For personal images, three compositions worked especially well:
- Dome: stand on the centerline and use a wide lens, keeping the chandelier within the frame.
- Sanctuary: photograph from below the sanctuary steps, centered on the baldachin—without crossing into sacred space.
- East wall: turn from the altar and align the rose window with both organ cases.
Professional, staged, commercial, wedding, and event photography require advance permission. Even casual photography can be stopped if it disrupts worship or visitors.
Current hours, tours, parking, and accessibility
| Address | 239 Selby Avenue, Saint Paul, MN 55102 |
|---|---|
| Church hours | Daily 7:00 a.m.–7:00 p.m., except holidays and special events |
| Admission | Free for a casual self-guided visit |
| Weekday guided tour | Normally 1:00 p.m. Monday–Friday by advance request and subject to availability |
| Suggested guided-tour donation | Currently $15 per person for up to nine people; $5 per person for groups of ten or more |
| Typical visit | 45–60 minutes self-guided; guided tours about one hour |
Tour availability changes around holy days, civic holidays, weddings, funerals, and other liturgies. Request a guided tour in advance rather than appearing at 1:00 p.m. and assuming a docent will be available.
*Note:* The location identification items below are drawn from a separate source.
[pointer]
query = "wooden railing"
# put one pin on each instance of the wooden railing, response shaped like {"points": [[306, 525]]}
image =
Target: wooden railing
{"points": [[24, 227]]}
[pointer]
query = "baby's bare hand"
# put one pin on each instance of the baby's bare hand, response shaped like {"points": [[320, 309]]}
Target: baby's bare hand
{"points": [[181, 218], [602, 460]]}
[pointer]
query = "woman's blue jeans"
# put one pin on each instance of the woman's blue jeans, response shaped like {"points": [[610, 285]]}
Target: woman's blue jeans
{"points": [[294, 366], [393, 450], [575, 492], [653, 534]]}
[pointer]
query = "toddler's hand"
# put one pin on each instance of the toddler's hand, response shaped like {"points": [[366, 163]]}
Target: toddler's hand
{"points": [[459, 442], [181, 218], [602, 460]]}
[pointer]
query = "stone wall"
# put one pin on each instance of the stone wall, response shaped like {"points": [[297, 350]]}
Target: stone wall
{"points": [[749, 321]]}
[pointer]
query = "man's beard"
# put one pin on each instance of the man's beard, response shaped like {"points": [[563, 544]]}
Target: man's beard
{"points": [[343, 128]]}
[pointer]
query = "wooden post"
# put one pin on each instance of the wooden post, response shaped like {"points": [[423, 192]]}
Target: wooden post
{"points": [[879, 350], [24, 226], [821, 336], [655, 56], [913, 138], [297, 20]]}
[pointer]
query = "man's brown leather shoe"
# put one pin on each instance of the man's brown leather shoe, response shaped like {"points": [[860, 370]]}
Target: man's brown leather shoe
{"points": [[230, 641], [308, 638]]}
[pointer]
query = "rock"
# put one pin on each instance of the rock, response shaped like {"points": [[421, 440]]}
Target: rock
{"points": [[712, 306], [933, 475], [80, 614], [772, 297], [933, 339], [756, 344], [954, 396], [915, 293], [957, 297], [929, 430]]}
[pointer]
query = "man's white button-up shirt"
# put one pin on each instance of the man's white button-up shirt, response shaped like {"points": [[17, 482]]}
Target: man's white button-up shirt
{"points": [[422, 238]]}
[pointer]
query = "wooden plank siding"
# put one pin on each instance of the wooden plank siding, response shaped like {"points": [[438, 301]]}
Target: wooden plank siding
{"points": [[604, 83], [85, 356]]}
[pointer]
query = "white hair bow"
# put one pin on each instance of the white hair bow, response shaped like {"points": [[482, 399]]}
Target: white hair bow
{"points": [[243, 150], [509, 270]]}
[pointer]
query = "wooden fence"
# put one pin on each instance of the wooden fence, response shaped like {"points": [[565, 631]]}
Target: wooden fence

Parking is available across Selby Avenue, in lots across John Ireland Boulevard, and along Selby and Dayton avenues. Check posted restrictions and event closures rather than assuming every space is free.
The accessible main-church entrance is off Selby Avenue; the accessible lower-level entrance is on Dayton Avenue. An elevator operates inside. Designated accessible street parking is available near the Selby entrance, and assisted-listening FM receivers are available for worshippers who need them.
Best timing: early morning can be exceptionally quiet, but check the Mass schedule first. If a service is underway, attend respectfully or return later. The hush after Mass is part of the experience; it is not merely an obstacle before photography begins.
To place the Cathedral within a broader trip, use our two-day Minneapolis and St. Paul itinerary, which continues to the Minnesota Capitol, Mill City Museum, Stone Arch Bridge, Mia, and Mall of America.
Church hours, Masses, Confession, Adoration, tour availability, suggested donations, museum access, parking, road closures, and photography restrictions change. Details were verified against the Cathedral’s official visitor information on July 16, 2026. Respect posted signs and staff instructions during your visit.